Another gift stands out in my mind.  Seventeen years ago, I felt (as I did this year) that I had little reason to celebrate Christmas.  My mother had died only a few months before, and I was still grieving.  Larry's fledgling engineering business was faltering.  We were living on $10 an hour, rice, beans, savings, and a whole lot of prayer.  

Enter my two walking buddies Marian and Tami.  One dreary December morning they showed up at our meeting place with wide smiles on their faces. They handed me a beautifully decorated box and told me to open it right then and there.  Eagerly, I did so.  

Inside was a treasure chest of things I love:  handmade greeting cards, stamps, three angel pins, and chocolate.  I was overwhelmed and so touched that I started blubbering.  Blubbering in the cold and snow and ice is not a pretty sight, but there I was, red nose, red eyes, and a heart full of gratitude.

I don't know if Tami and Marian remember that gift or its effect on me.  I only know that 17 years later, I remember it and am still reduced to tears by that memory.  They had given me the best gift of all:  love. 

Joy for today:  remembering a gift of love. 

Friday, December 26, 2014

Day 350, December 26

It's been a hard year.  It's been a hard month.  I am ashamed to admit it, but I just wanted Christmas to be over.  How could I celebrate when my sister, the other part of me, is gone?

On Christmas, I resolved to be happy.  Larry and I were spending the morning with our daughter's family.  We had an enjoyable time.  Everyone received way too many gifts.  As we started to pick things up, my granddaughter Reynna (15) presented me with one more gift.

I opened it and found this letter:

Dear Grandma,

Merry Christmas!  I love you so much and I'm glad that I have you in my life.  For the past month I've been trying to figure out what to get you.  About a week ago, I realized that maybe I shouldn't get you something physical.

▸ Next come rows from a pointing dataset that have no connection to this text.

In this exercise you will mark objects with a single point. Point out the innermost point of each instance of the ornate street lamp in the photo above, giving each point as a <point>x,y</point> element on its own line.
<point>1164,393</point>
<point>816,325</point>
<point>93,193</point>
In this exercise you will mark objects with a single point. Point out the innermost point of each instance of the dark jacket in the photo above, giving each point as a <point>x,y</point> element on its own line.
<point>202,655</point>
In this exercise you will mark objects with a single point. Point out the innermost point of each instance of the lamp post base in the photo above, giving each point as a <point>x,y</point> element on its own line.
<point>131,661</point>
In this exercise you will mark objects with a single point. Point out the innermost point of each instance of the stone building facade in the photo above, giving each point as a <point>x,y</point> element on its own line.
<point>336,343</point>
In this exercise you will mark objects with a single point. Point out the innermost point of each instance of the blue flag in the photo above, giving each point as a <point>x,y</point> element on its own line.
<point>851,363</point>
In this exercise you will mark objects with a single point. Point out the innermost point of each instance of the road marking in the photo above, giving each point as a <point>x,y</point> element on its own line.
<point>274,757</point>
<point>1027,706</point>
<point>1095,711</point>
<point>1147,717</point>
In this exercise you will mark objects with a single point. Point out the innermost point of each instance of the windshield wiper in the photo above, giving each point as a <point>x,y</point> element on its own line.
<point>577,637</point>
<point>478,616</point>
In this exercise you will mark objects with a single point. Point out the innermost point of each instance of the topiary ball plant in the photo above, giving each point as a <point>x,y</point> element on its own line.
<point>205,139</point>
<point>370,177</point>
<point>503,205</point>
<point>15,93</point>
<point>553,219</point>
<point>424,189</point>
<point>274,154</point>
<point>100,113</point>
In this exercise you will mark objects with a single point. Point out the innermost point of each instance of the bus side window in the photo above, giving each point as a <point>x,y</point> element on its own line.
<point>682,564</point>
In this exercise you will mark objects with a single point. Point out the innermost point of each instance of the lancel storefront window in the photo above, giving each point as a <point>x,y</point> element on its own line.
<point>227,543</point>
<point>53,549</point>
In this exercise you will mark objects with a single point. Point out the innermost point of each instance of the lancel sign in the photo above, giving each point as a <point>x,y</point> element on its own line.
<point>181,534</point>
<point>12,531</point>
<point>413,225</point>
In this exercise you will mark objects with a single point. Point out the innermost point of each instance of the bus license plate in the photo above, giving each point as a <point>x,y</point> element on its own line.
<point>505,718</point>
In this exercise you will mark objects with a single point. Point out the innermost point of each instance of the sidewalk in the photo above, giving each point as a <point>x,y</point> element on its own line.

So I decided that I was going to make my present a little more meaningful this year.  I know you love to write and it's something that makes you very happy.  For for your gift, I've given myself the goal to write you a hand-written letter like this at least once a week.

 I'm not very good at writing, but I'm going to try.  In my letters I can talk about anything you want me to, from school to church or just to tell you that I love you.  I really hope that we can both bond from this.

I love you, Grandma, and I hope you have a very Merry Christmas.



As you can imagine, my heart filled, my eyes filled, and my heart filled again.  How could I be sad when I have such a granddaughter?  Reynna is my light, as she is a light to so many others.

Joy for today:  having Reynna in my life.

Thursday, December 25, 2014

Day 349, December 25--Christmas Day

More about the Messiah:
Handel composed his masterpiece in a three-part structure with the "parts" subdivided by Charles Jennens into scenes.. Each scene is a collection of individual movements which take the form of recitatives, arias, and choruses. 
In Part I, the Messiah's coming and the virgin birth are predicted by Old Testament prophets. The annunciation of the birth of the Christ is represented in the words of Luke's Gosepl. Part II covers Christ's passion and His death, His resurrection and ascension. 
Part III begins with the promise of redemption, followed by a prediction of the day of judgment and the general resurrection, ending with the final victory over sin and death and the acclamation of Christ. Jennens feared that the audiences of the day would not understand all of the allusions to scripture.  For their benefit, he printed and issued a pamphlet explaining the reasons for his choices of scriptural selections.
Though I lack the musical skil and talent to participate in the playing or singing of the glorious words, I still am enchanted each time I hear the words of this glorious work.
Joy for today:  thrilling to music about Christ.